If you've come across Beaujolais in the reds section and wondered how to pair it, or picked up a bottle and found to your horror that it smells like a candy shop, you're not alone. But don't fear, this red wine varietal is deceptively accessible and easy to enjoy. We've got the answers when it comes to what this wine tastes like, how to enjoy it, and why it has that curious moscato smell. 

Why does Beaujolais smell like bananas?

If you show up to a party with a bottle of Beaujolais, folks may be put off by the super sweet, almost cloying notes that come from this light red wine. Common observations of the smell include bananas and bubblegum.

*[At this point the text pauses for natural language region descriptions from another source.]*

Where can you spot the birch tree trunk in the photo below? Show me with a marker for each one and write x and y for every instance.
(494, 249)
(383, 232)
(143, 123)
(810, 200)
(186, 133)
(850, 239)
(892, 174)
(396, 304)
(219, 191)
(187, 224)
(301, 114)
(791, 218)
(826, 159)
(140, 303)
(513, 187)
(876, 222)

But in the case of Beaujolais, the taste does not match up with the scent, and this delicate variety is nowhere near a dessert wine.  

According to Wine Folly, Beaujolais has primarily sweet notes of raspberry, tart cherry, and cranberry, but it also has more savory undertones like mushroom, forest floor, and smoke, so the ultra-sweet smell may be a shock to the system. It's due to a unique winemaking process called carbonic maceration (via Vine Pair). This technique is used on light red wines to emphasize the fruitiness of the grape and reduce tannins, which can result in a powerfully saccharine smell, but can still produce a highly drinkable, well-rounded tasting wine. 

What does Beaujolais pair with?

If you're looking for another, more mainstream wine to compare Beaujolais to, Pinot Noir is a close comparison, says The Gourmet Shop. Pinot Noirs are known for their deeply earthy yet fruity flavors. Wine Enthusiast observes that Pinot Noirs have notes of cherry, raspberry, mushroom, and forest floor. Sound familiar? Similar notes are found in the Beaujolais. So if your go-to is a Pinot Noir or other light bodied red and you're looking to branch out, the Beaujolais is a great choice. 

Thanks to its uniquely fruity yet earthy taste, Beaujolais is very easy to pair with food. Matching Food and Wine recommends sipping it with patés, brie, ham, turkey, fish, duck, and vegetarian dishes. If that seems like a lot of variety, it's because it is. So when in doubt for picking a wine for your next dinner party, consider a bottle of Beaujolais, no matter what is on the menu.